One of the major concerns was that application involved the access for this development being directly on to Old Perth Road. This was despite the fact that the Local Plan specifically stated that there would be “No intensification of traffic on to Old Perth Road”.
He added: “The decision of the reporter has caused considerable alarm and concern among councillors and the community alike.
“The decision to refuse was made after considerable discussion and scrutiny, following on from a site visit by all the councillors of the committee, and it was made unanimously.
“The major and genuine concerns about the intensification of traffic out on to Old Perth Road, which is one of the busiest roads in the Highlands.
“The proposals involves the traffic coming out immediately opposite the access to Raigmore Hospital, the largest and busiest hospital in the Highlands.
“It also has the largest ambulance service in Highlands alongside and, in very close proximity, the Police Headquarters.”
Resident Joan McEwen, of Old Perth Road, said: “The decision to overturn the Local Planning Committee goes against any sense of reasonableness or natural justice and is something none of the residents can understand.
“We are all mature and reasonable people who accept that we cannot all agree all the time but we expect to able to understand what is happening.
“In this case it is completely beyond our understanding. Among many factors the reporter appears to have completely ignored is the fact that the land earmarked for accessing on to Old Perth Road is not in the ownership of the applicant.

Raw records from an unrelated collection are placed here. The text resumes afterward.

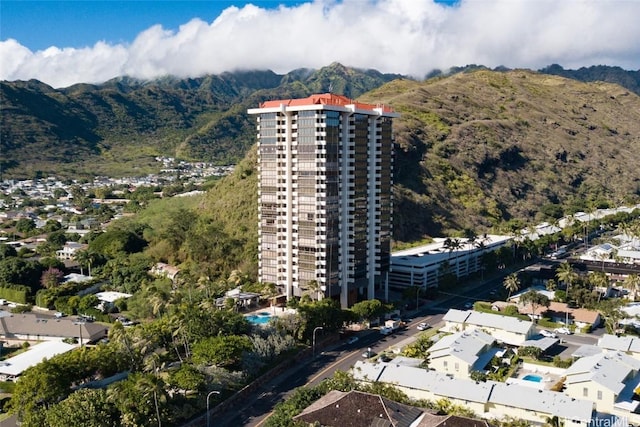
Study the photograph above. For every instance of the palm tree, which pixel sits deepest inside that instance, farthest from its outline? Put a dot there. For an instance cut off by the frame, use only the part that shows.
(599, 280)
(511, 284)
(632, 283)
(566, 274)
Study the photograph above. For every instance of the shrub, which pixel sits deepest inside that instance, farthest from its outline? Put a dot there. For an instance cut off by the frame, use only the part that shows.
(562, 363)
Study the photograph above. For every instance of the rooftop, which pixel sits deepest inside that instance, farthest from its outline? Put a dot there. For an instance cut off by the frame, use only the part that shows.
(14, 366)
(324, 99)
(497, 321)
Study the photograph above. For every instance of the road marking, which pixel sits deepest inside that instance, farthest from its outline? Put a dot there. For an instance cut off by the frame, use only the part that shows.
(318, 375)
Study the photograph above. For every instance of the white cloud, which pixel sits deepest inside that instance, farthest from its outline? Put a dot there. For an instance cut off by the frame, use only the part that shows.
(401, 36)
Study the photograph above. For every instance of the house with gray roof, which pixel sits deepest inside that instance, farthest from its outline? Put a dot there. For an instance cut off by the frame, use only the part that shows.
(628, 344)
(358, 409)
(488, 399)
(460, 353)
(506, 329)
(13, 367)
(37, 327)
(608, 379)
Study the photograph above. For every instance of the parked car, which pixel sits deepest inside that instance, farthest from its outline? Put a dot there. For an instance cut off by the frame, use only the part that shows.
(548, 334)
(423, 326)
(368, 354)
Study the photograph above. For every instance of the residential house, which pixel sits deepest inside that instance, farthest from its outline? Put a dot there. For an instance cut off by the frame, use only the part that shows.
(358, 409)
(629, 345)
(165, 270)
(460, 353)
(13, 367)
(35, 327)
(488, 399)
(608, 379)
(506, 329)
(68, 252)
(562, 313)
(422, 266)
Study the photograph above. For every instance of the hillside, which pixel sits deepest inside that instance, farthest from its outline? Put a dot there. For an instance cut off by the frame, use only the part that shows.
(117, 128)
(478, 149)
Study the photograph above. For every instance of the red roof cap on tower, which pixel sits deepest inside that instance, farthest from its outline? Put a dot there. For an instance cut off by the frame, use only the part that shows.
(324, 99)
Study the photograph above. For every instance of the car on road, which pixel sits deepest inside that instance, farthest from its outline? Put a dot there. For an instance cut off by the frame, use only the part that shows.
(368, 354)
(423, 326)
(548, 334)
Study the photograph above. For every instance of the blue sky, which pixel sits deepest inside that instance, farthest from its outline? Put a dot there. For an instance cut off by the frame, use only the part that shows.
(40, 24)
(66, 42)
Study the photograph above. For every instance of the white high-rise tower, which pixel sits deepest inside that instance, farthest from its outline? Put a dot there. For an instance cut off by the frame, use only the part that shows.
(325, 196)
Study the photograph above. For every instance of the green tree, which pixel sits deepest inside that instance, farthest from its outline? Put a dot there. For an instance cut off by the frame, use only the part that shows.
(21, 272)
(222, 351)
(511, 284)
(535, 300)
(85, 407)
(369, 309)
(25, 225)
(566, 274)
(612, 314)
(632, 283)
(57, 239)
(116, 242)
(51, 278)
(7, 251)
(187, 378)
(141, 400)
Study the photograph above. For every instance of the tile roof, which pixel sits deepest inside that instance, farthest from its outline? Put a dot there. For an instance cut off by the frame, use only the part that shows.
(324, 99)
(358, 409)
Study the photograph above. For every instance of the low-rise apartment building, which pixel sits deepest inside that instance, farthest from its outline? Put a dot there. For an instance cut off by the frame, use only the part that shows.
(460, 353)
(506, 329)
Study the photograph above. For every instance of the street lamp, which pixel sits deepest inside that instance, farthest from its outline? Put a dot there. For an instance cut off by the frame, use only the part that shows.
(80, 323)
(208, 396)
(316, 329)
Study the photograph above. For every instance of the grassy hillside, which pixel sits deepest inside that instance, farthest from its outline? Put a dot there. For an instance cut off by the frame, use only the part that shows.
(476, 150)
(117, 128)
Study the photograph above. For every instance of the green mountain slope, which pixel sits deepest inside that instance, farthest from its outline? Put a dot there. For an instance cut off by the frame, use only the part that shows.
(117, 128)
(478, 149)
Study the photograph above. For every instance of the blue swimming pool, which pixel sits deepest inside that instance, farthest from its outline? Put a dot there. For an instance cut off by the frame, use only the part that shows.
(533, 378)
(259, 318)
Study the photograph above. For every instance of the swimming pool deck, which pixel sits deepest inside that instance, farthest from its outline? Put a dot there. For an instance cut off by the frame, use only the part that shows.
(547, 381)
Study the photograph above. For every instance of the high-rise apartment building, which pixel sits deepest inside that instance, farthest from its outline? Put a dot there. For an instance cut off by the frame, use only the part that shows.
(325, 196)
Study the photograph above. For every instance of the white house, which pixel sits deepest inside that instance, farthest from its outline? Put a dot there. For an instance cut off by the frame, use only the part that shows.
(12, 368)
(488, 399)
(421, 266)
(629, 345)
(460, 353)
(506, 329)
(609, 380)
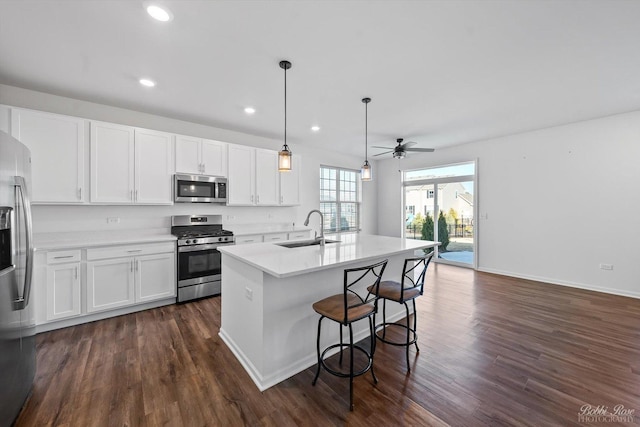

“This land belongs to residents of Old Perth Road who are all strongly opposed to what has been proposed with this development.”
Not always in favour of construction
Decisions overturned by reporters do not always favour developers, however.
The Scottish Government refused to back the creation of a luxury golf course development on an important nature site in Sutherland, following protest from groups including Scottish Natural Heritage and the RSPB.
A four-week public inquiry heard that Coul Links near Embo had one of the most complex dune systems in Scotland, with relatively low levels of human impact and was an important habitat for rare birds.
Highland Council had granted consent in 2018, against the advice of its own planning officers, after developer Todd Warnock – backed by many locals – claimed it would provide a much-needed economic boost for the area.
But after calling the issue in, the Scottish Government decided against the proposal, which was opposed by several nature groups.
Majority of planning decisions still made by councillors
The majority of Scottish planning applications are still decided by local authority planning committees, the Scottish Government points out.
A spokesperson added: “The applicants right of appeal to Scottish Ministers relating to certain decisions made by the local planning authority is an important part of the planning system.
“Most planning appeals are decided by an independent reporter who is required, by law, to make the decision on the planning merits of the case, taking full account of submissions made by all parties involved, including members of the local community.
“The final decision on the vast majority of development proposals is made by the relevant local planning authority.”
A spokeswoman for Orkney Islands Council added: “Due to the very low number of planning permission appeals – less than three per year on average in Orkney – statistics can be affected by individual decisions.
“The 10 cases provided represent approximately 0.4% of over 2,500 applications received by the planning authority over the same period referred to.”